Mein Gott, nimm mich nicht fort in der Hälfte meiner Tage! Deine Jahre währen für und für. Du hast vorhin die Erde gegründet, und die Himmel sind deiner Hände Werk. Sie werden vergehen, aber du bleibest. Sie werden alle veralten wie ein Gewand; sie werden verwandelt wie ein Kleid, wenn du sie verwandeln wirst. Du aber bleibst, wie du bist, und deine Jahre nehmen kein Ende. Amen. 1).

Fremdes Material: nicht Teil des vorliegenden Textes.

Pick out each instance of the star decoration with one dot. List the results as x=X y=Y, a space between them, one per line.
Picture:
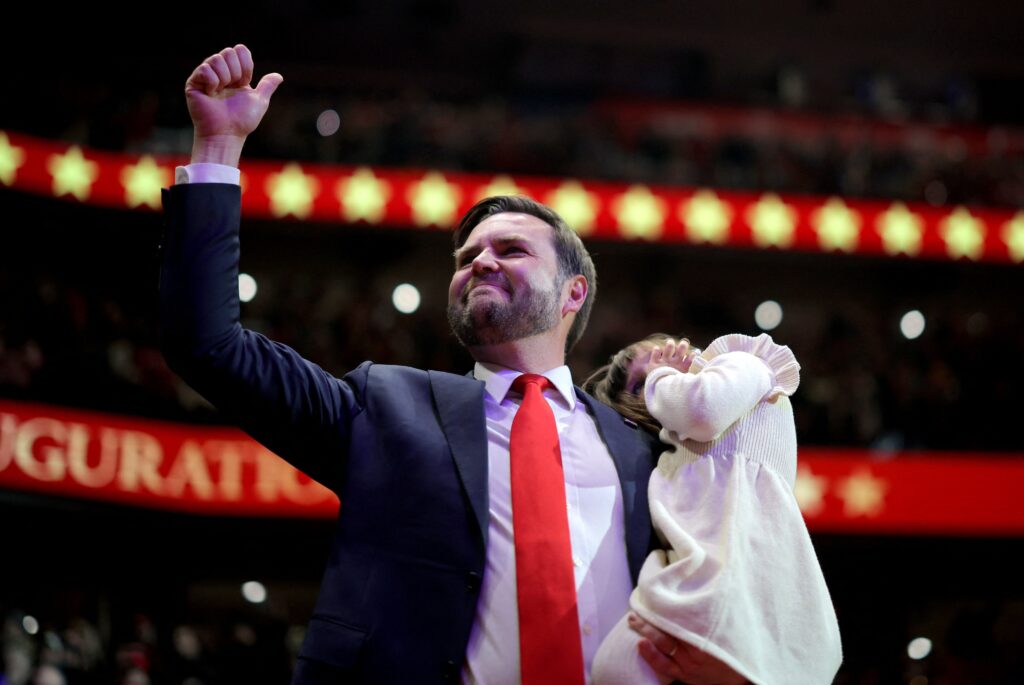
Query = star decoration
x=1013 y=233
x=433 y=201
x=772 y=222
x=10 y=159
x=640 y=213
x=574 y=204
x=901 y=230
x=73 y=173
x=363 y=196
x=810 y=490
x=862 y=494
x=707 y=218
x=838 y=225
x=964 y=233
x=292 y=191
x=142 y=182
x=500 y=185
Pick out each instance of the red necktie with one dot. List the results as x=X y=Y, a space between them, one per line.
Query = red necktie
x=550 y=650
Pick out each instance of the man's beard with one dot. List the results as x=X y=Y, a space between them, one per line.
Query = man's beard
x=499 y=322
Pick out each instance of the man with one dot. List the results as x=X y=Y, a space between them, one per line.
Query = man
x=424 y=583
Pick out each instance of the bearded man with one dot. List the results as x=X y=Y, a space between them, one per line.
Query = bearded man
x=429 y=579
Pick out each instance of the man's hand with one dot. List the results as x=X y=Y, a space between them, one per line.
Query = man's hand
x=674 y=659
x=223 y=106
x=677 y=354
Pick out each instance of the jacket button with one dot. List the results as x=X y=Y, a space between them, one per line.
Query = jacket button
x=451 y=672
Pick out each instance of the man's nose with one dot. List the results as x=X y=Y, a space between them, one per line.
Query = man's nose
x=484 y=262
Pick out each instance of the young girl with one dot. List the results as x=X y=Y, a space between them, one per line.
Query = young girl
x=738 y=578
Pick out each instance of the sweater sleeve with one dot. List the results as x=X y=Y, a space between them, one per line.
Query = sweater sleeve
x=724 y=383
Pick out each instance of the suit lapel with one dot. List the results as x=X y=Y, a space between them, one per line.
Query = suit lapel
x=634 y=461
x=460 y=404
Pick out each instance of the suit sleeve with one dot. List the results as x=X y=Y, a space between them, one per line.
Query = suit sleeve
x=293 y=407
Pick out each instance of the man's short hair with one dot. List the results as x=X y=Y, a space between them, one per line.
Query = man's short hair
x=572 y=256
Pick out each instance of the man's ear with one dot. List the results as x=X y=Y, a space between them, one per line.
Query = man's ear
x=577 y=294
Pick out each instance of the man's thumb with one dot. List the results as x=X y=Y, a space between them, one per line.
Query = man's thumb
x=268 y=84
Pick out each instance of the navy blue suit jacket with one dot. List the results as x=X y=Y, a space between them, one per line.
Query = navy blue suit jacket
x=404 y=450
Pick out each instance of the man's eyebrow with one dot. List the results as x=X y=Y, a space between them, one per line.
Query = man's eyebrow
x=501 y=242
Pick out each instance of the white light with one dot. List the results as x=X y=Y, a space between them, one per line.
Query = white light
x=768 y=314
x=254 y=592
x=247 y=287
x=30 y=625
x=406 y=298
x=912 y=325
x=919 y=648
x=328 y=123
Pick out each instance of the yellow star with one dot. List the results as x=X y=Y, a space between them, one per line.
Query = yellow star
x=576 y=205
x=363 y=196
x=965 y=234
x=1013 y=233
x=810 y=491
x=292 y=191
x=10 y=159
x=73 y=173
x=901 y=230
x=433 y=201
x=142 y=182
x=500 y=185
x=838 y=225
x=862 y=494
x=707 y=218
x=640 y=213
x=772 y=221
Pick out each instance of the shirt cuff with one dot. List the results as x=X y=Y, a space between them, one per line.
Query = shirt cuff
x=205 y=172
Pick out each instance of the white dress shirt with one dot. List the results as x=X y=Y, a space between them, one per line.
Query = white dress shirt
x=593 y=496
x=597 y=531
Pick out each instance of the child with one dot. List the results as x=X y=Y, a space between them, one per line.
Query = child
x=738 y=578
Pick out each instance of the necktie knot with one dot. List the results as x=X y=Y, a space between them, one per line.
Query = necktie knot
x=520 y=383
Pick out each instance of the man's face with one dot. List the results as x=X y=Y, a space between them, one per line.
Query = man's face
x=506 y=284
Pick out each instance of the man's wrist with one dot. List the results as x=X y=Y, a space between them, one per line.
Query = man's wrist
x=217 y=150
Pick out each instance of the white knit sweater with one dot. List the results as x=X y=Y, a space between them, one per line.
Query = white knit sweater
x=738 y=579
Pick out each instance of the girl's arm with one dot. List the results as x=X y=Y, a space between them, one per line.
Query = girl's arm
x=724 y=383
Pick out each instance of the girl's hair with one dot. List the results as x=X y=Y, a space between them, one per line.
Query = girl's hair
x=609 y=383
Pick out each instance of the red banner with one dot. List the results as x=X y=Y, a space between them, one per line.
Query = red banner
x=615 y=211
x=200 y=469
x=222 y=471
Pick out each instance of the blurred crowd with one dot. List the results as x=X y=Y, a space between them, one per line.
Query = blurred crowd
x=77 y=338
x=76 y=652
x=731 y=148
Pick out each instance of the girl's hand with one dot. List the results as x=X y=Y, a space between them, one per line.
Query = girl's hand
x=678 y=354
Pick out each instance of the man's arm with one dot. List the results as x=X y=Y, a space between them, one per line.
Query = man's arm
x=296 y=409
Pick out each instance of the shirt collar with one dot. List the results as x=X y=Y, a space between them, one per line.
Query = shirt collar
x=498 y=381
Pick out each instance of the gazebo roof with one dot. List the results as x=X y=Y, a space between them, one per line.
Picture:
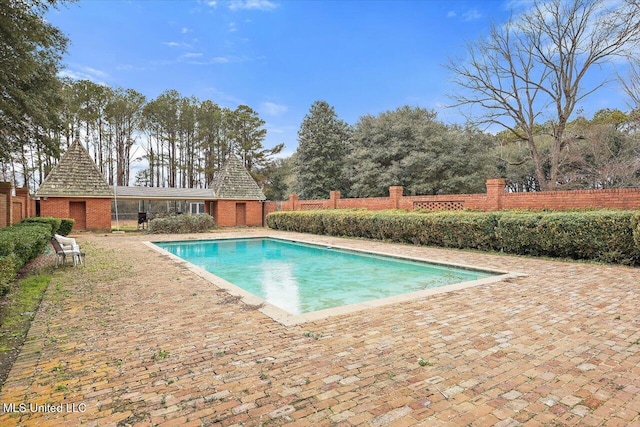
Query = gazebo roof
x=234 y=182
x=75 y=175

So, geliebte Gemeinde, rühmt der Psalm die Ewigkeit und Unveränderlichkeit Gottes gegenüber der Veränderlichkeit und Vergänglichkeit der Welt. Aus dem Nichts hat sein allmächtiges Schöpferwort sie hervorgebracht, hat sie, wie solches der allgemeine Ratschluss der schaffenden Weisheit zu sein scheint, in geregeltem Entwicklungsgang den Grad der Ausbildung gewinnen lassen, den wir jetzt sehen, wird sie sicher auch weiter führen auf der Bahn, die er ihr angewiesen hat, und in seiner Macht steht es, sie zu verwandeln, sie in das Nichts wieder aufzulösen, aus dem er sie hervorgerufen. Aber wird das wirklich einmal geschehen? Das ist eine Frage, die die Menschen gar vielfach schon beschäftigt, nicht selten sie in Angst und Schrecken versetzt hat, deren Beantwortung aber jedenfalls eine würdige Aufgabe für ihre Wissenschaft ist. Allein welche Grundlagen, welche Anknüpfungspunkte für dieselbe bieten sich dar? Wohl kann man aus der Beschaffenheit, aus dem bisherigen Bildungsgange eines Wesens auf die in demselben wirkenden Naturgesetze und auch auf die nach diesen wahrscheinliche Fortbildung desselben schließen; aber solcher Schluss ist immer ein gewagter, teils weil uns dazu die Gesetze der schaffenden Natur zu wenig bekannt sind, teils weil aus ihnen immer nicht die Grenze der Fortbildungsfähigkeit eines Wesens festzustellen sein würde. Und dann sind es ja auch nicht tote Gesetze, es ist ein lebendiger Geist, es ist Gott, der über ihnen steht, dessen Wille und Ratschluss sich in ihnen ausspricht; wer aber hat des Herrn Sinn erkannt? Darum werden die Fragen: Was wird der Mensch, was wird das Menschengeschlecht, was wird die Erde einst sein? immer auch ein Gegenstand des religiösen Nachdenkens sein, und die Antwort, welche solche Manner, in denen wir die Träger einer göttlichen Offenbarung verehren, darauf geben, wird für uns immer entscheidend sein müssen, und um so mehr sein können, wenn wir uns überzeugen, dass sie mit den von uns erkannten Gesetzen der natürlichen und der sittlichen Welt in vollem Einklange stehen.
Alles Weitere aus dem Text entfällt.